Diversification Opportunities for Tesla and DHC Acquisition

0.61
  Correlation Coefficient

Poor diversification

The 3 months correlation between Tesla and DHC is 0.61. Overlapping area represents the amount of risk that can be diversified away by holding Tesla Inc and DHC Acquisition Corp in the same portfolio, assuming nothing else is changed. The correlation between historical prices or returns on DHC Acquisition Corp and Tesla is a relative statistical measure of the degree to which these equity instruments tend to move together. The correlation coefficient measures the extent to which returns on Tesla Inc are associated (or correlated) with DHC Acquisition. Values of the correlation coefficient range from -1 to +1, where. The correlation of zero (0) is possible when the price movement of DHC Acquisition Corp has no effect on the direction of Tesla i.e., Tesla and DHC Acquisition go up and down completely randomly.

Pair Corralation between Tesla and DHC Acquisition

Given the investment horizon of 90 days Tesla Inc is expected to generate 6.39 times more return on investment than DHC Acquisition. However, Tesla is 6.39 times more volatile than DHC Acquisition Corp. It trades about 0.09 of its potential returns per unit of risk. DHC Acquisition Corp is currently generating about 0.02 per unit of risk. If you would invest  10,810  in Tesla Inc on September 24, 2024 and sell it today you would earn a total of  32,474  from holding Tesla Inc or generate 300.41% return on investment over 90 days.
Time Period3 Months [change]
DirectionMoves Together 
StrengthSignificant
Accuracy27.91%
ValuesDaily Returns

Tesla Inc  vs.  DHC Acquisition Corp

 Performance 
       Timeline  
Tesla Inc 

Risk-Adjusted Performance

15 of 100

 
Weak
 
Strong
Good
Compared to the overall equity markets, risk-adjusted returns on investments in Tesla Inc are ranked lower than 15 (%) of all global equities and portfolios over the last 90 days. Despite somewhat abnormal essential indicators, Tesla sustained solid returns over the last few months and may actually be approaching a breakup point.
DHC Acquisition Corp 

Risk-Adjusted Performance

0 of 100

 
Weak
 
Strong
Very Weak
Over the last 90 days DHC Acquisition Corp has generated negative risk-adjusted returns adding no value to investors with long positions. In spite of comparatively stable basic indicators, DHC Acquisition is not utilizing all of its potentials. The current stock price uproar, may contribute to short-horizon losses for the private investors.
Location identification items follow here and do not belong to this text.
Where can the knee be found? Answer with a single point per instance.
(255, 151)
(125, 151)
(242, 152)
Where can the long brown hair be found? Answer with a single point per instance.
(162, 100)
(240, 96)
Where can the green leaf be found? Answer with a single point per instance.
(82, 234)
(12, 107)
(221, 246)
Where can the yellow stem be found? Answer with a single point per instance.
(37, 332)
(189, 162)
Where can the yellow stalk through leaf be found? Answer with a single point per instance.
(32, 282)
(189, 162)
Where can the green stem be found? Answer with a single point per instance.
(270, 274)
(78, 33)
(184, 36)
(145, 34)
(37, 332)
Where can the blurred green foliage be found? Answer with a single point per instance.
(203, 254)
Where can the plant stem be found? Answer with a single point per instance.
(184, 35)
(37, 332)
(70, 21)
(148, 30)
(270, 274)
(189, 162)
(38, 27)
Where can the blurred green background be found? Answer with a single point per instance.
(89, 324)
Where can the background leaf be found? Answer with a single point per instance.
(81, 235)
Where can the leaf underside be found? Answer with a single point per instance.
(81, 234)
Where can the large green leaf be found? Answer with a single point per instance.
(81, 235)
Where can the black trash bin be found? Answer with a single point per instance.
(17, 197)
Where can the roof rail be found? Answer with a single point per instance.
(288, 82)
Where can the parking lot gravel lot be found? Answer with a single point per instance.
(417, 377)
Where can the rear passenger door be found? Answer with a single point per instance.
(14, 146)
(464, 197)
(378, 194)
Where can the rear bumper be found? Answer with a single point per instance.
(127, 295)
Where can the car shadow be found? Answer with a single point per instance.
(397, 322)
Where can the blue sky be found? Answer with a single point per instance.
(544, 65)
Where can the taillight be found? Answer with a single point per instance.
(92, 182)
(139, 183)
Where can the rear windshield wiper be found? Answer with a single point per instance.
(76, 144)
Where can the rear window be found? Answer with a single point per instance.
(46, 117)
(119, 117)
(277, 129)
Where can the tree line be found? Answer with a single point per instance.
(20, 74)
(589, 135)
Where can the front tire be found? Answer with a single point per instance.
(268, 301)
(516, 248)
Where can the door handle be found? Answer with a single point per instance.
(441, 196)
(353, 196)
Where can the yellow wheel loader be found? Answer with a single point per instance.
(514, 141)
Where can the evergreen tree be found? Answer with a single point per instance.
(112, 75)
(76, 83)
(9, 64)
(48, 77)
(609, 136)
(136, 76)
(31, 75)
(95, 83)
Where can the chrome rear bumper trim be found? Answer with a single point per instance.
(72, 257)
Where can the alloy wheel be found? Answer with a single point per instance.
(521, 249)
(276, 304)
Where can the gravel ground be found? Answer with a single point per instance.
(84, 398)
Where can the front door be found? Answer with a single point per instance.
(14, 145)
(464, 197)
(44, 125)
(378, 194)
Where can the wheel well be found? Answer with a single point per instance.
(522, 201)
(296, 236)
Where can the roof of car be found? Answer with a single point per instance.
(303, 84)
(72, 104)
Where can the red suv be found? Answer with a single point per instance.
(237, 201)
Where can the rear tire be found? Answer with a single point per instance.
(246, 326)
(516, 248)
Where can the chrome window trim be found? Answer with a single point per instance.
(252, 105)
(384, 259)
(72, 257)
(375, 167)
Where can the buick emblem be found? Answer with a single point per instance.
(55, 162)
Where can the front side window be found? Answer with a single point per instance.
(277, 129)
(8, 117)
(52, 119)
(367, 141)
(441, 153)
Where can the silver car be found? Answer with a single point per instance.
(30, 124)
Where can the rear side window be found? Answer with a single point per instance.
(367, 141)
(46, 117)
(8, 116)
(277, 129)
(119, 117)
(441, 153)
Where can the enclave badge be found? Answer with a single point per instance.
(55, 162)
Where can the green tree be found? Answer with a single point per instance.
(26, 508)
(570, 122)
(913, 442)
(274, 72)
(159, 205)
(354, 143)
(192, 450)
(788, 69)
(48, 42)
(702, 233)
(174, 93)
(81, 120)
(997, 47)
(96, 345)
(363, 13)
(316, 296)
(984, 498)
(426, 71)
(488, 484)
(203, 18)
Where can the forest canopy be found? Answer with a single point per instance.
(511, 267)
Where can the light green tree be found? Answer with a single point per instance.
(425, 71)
Tesla and DHC Acquisition Volatility Contrast

   Predicted Return Density   
       Returns  

Pair Trading with Tesla and DHC Acquisition

The main advantage of trading using opposite Tesla and DHC Acquisition positions is that it hedges away some unsystematic risk. Because of two separate transactions, even if Tesla position performs unexpectedly, DHC Acquisition can make up some of the losses. Pair trading also minimizes risk from directional movements in the market. For example, if an entire industry or sector drops because of unexpected headlines, the short position in DHC Acquisition will offset losses from the drop in DHC Acquisition's long position.
The idea behind Tesla Inc and DHC Acquisition Corp pairs trading is to make the combined position market-neutral, meaning the overall market's direction will not affect its win or loss (or potential downside or upside). This can be achieved by designing a pairs trade with two highly correlated stocks or equities that operate in a similar space or sector, making it possible to obtain profits through simple and relatively low-risk investment.
Check out your portfolio center.
Note that this page's information should be used as a complementary analysis to find the right mix of equity instruments to add to your existing portfolios or create a brand new portfolio. You can also try the Portfolio Rebalancing module to analyze risk-adjusted returns against different time horizons to find asset-allocation targets.